01
Background
From finance to wedding films
Over time, weekends became the part of the week I looked forward to most.
I studied accounting in university and thought I would follow a typical office path. After graduation, I worked in finance and moved through different roles. The work was stable, but it often felt like I was following a script that was not mine.
During that period, I had a chance to start a production house with friends. It did not work out, but it changed something in me. I started filming weddings on weekends while still working full-time as an accountant. Over time, weekends became the part of the week I looked forward to most.
10 over years ago, I reached a crossroads: stay in finance, or commit fully to wedding films. I took a leap of faith into full-time wedding videography, and I have stayed with it since. And today, Our Wedding Story is the result of that transition.
02
Approach
My Style: Cinematic and Documentary
A wedding day has two speeds. The big cinematic moments, and the quiet in-between moments.
A wedding day has two speeds. The big cinematic moments, and the quiet in-between moments.
Cinematic moments give shape, mood, and beauty.
During couple portraits or bridal party sessions, I step in with gentle guidance to help you feel comfortable and look natural on camera.
Documentary moments protect what is real.
When the day unfolds, like veiling, vows, solemnisation, speeches, or quiet family interactions, I step back and film continuously so the emotions are not broken into fragments.
Why combine both?
Because a wedding is both crafted and unplanned. You remember the beauty, but you also remember the pauses, the voices, and the little reactions in between. Cinematic shots give atmosphere. Documentary coverage gives truth. Together, they let you relive the day as it felt.
03
Aesthetic
Framing, Colour, and Timelessness
My focus is to make films that still feel honest and watchable many years from now.
I often make use of space in my compositions.
For me, space creates breathing room. It helps the frame feel calm, not crowded. It also gives emotional weight to small gestures, and shows the scale of a venue without taking attention away from people.
For colour, I prefer a warm palette while keeping the vibrance of the day. I want skin tones to feel natural, flowers and lights to stay alive, and the overall mood to feel intimate.
I also include black and white in selected moments. Without colour, expression becomes clearer: a hand tightening, a glance before vows, a parent’s face during march-in. It helps the emotion stand on its own.

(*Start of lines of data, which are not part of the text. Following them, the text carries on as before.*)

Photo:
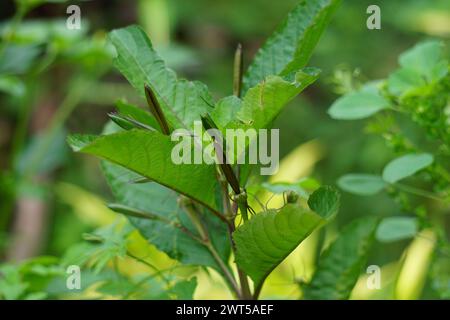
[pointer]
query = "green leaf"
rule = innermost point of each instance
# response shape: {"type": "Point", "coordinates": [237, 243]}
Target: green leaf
{"type": "Point", "coordinates": [269, 237]}
{"type": "Point", "coordinates": [164, 233]}
{"type": "Point", "coordinates": [12, 85]}
{"type": "Point", "coordinates": [357, 105]}
{"type": "Point", "coordinates": [405, 81]}
{"type": "Point", "coordinates": [361, 184]}
{"type": "Point", "coordinates": [148, 153]}
{"type": "Point", "coordinates": [291, 45]}
{"type": "Point", "coordinates": [325, 201]}
{"type": "Point", "coordinates": [182, 101]}
{"type": "Point", "coordinates": [426, 59]}
{"type": "Point", "coordinates": [263, 103]}
{"type": "Point", "coordinates": [130, 111]}
{"type": "Point", "coordinates": [397, 228]}
{"type": "Point", "coordinates": [342, 262]}
{"type": "Point", "coordinates": [184, 290]}
{"type": "Point", "coordinates": [226, 110]}
{"type": "Point", "coordinates": [19, 59]}
{"type": "Point", "coordinates": [406, 166]}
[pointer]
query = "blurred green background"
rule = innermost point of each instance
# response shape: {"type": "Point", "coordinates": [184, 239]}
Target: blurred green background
{"type": "Point", "coordinates": [62, 81]}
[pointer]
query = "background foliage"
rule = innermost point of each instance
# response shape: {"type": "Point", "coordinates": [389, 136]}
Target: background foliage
{"type": "Point", "coordinates": [54, 81]}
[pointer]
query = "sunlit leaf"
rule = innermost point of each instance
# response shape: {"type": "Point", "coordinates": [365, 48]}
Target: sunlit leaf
{"type": "Point", "coordinates": [396, 228]}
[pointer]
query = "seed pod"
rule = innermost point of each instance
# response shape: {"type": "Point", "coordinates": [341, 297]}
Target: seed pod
{"type": "Point", "coordinates": [156, 110]}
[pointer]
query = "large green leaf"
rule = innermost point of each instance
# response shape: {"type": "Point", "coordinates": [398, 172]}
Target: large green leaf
{"type": "Point", "coordinates": [291, 45]}
{"type": "Point", "coordinates": [182, 101]}
{"type": "Point", "coordinates": [341, 264]}
{"type": "Point", "coordinates": [426, 59]}
{"type": "Point", "coordinates": [262, 104]}
{"type": "Point", "coordinates": [406, 166]}
{"type": "Point", "coordinates": [269, 237]}
{"type": "Point", "coordinates": [164, 234]}
{"type": "Point", "coordinates": [148, 153]}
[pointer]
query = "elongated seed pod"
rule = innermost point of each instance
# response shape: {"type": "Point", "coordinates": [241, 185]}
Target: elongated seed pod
{"type": "Point", "coordinates": [156, 110]}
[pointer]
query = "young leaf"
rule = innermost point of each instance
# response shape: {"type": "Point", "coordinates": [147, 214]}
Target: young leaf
{"type": "Point", "coordinates": [148, 153]}
{"type": "Point", "coordinates": [426, 59]}
{"type": "Point", "coordinates": [406, 166]}
{"type": "Point", "coordinates": [357, 105]}
{"type": "Point", "coordinates": [325, 201]}
{"type": "Point", "coordinates": [182, 101]}
{"type": "Point", "coordinates": [341, 263]}
{"type": "Point", "coordinates": [128, 110]}
{"type": "Point", "coordinates": [396, 228]}
{"type": "Point", "coordinates": [262, 104]}
{"type": "Point", "coordinates": [291, 45]}
{"type": "Point", "coordinates": [405, 81]}
{"type": "Point", "coordinates": [269, 237]}
{"type": "Point", "coordinates": [361, 184]}
{"type": "Point", "coordinates": [164, 233]}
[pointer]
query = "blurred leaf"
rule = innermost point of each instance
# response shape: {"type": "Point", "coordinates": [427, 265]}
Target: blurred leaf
{"type": "Point", "coordinates": [325, 201]}
{"type": "Point", "coordinates": [55, 155]}
{"type": "Point", "coordinates": [291, 45]}
{"type": "Point", "coordinates": [404, 81]}
{"type": "Point", "coordinates": [406, 166]}
{"type": "Point", "coordinates": [184, 290]}
{"type": "Point", "coordinates": [226, 110]}
{"type": "Point", "coordinates": [269, 237]}
{"type": "Point", "coordinates": [140, 64]}
{"type": "Point", "coordinates": [357, 105]}
{"type": "Point", "coordinates": [361, 184]}
{"type": "Point", "coordinates": [18, 59]}
{"type": "Point", "coordinates": [147, 153]}
{"type": "Point", "coordinates": [109, 243]}
{"type": "Point", "coordinates": [424, 63]}
{"type": "Point", "coordinates": [341, 263]}
{"type": "Point", "coordinates": [397, 228]}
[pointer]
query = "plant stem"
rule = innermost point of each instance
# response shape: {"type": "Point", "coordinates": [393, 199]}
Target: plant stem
{"type": "Point", "coordinates": [195, 218]}
{"type": "Point", "coordinates": [151, 266]}
{"type": "Point", "coordinates": [238, 71]}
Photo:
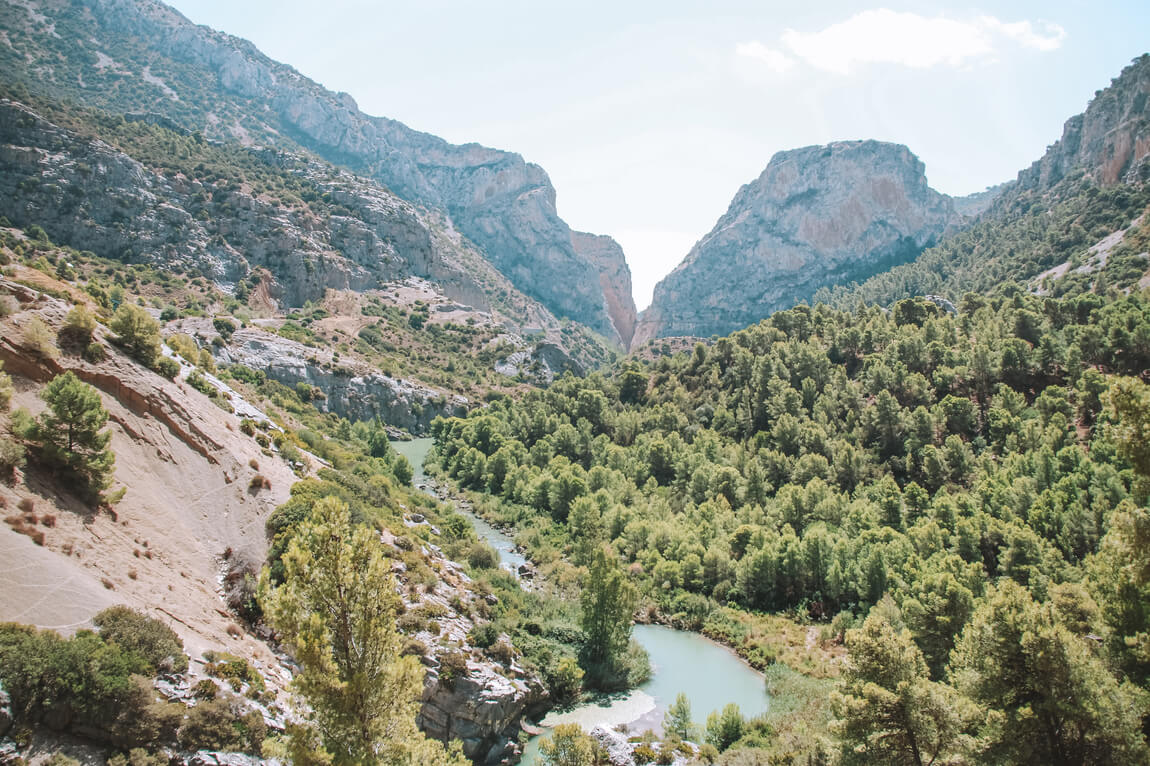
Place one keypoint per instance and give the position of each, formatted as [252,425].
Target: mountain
[815,216]
[1065,226]
[143,56]
[1108,142]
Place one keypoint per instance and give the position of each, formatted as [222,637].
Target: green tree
[888,710]
[138,332]
[608,602]
[336,610]
[1048,697]
[677,718]
[568,745]
[725,727]
[68,436]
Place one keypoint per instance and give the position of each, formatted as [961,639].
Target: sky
[649,115]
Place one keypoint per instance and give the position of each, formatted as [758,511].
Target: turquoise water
[710,674]
[416,451]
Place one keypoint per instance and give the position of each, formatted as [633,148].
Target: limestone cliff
[614,280]
[817,216]
[1109,140]
[140,55]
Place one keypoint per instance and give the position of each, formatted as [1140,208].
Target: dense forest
[960,496]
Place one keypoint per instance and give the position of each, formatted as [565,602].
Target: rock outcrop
[349,391]
[817,216]
[1109,140]
[225,89]
[614,280]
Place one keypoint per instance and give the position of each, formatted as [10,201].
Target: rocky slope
[191,515]
[140,55]
[614,280]
[817,215]
[1109,140]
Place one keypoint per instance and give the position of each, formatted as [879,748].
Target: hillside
[140,56]
[1088,186]
[815,216]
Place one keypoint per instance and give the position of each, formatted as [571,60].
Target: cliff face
[148,58]
[1109,140]
[817,216]
[614,280]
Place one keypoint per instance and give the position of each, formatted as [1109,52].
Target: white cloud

When I built Our Wedding Story, I wanted the brand to reflect my style and also leave room for each couple’s personality. Trends matter, but trends pass. My focus is to make films that still feel honest and watchable many years from now.
04
Workflow
My Equipment and Workflow
Over the years, I built a portable system that helps me film with the coverage mindset of a larger crew while staying efficient as one person.
I have filmed with Lumix since the beginning, starting from the GH3. It was not the trendiest option at the time, but it fit the way I work. It was practical, intuitive and really reliable.
I upgraded my equipment over the years and today I use the Lumix S1II, with a two-camera setup on wedding days. This gives me a backup and helps me capture two angles during key moments, for example both bride and groom reactions during vows or parent speech reactions.
My lens set includes
- 24mm, 35mm, 50mm, 85mm primes
- 24-60mm zoom for flexible coverage
How I usually use them
- 24-60mm zoom for fast-moving moments like gatecrash
- 35mm / 50mm for couple and bridal portraits
- 24mm with gimbal for venue atmosphere and scene movement
- 85mm for speeches and church moments
As I work as a solo wedding videographer, workflow is important. Over the years, I built a portable system that helps me film with the coverage mindset of a larger crew while staying efficient as one person. I now edit actual day videos and wedding films on a MacBook Pro M4 and deliver them in 4K.
05
Perspective
A Personal Note
That perspective shapes how I film your day.
Currently I live in Tampines with my family (the best side of Singapore, if you ask me!). While I travel all across the island from the East to the furthest reaches of the West, the drive home always gives me time to reflect on the stories I have just captured.
I am also a husband and a father to a 7-year-old daughter. Fatherhood changed how I see weddings. Moments between parents and children now hit me differently, especially veiling and march-in. I still care deeply about visuals, but I pay even more attention to emotional continuity and family connection.
That perspective shapes how I film your day. I am not only documenting an event. I am helping to keep the beginning of a family story. And I would be honored to tell yours.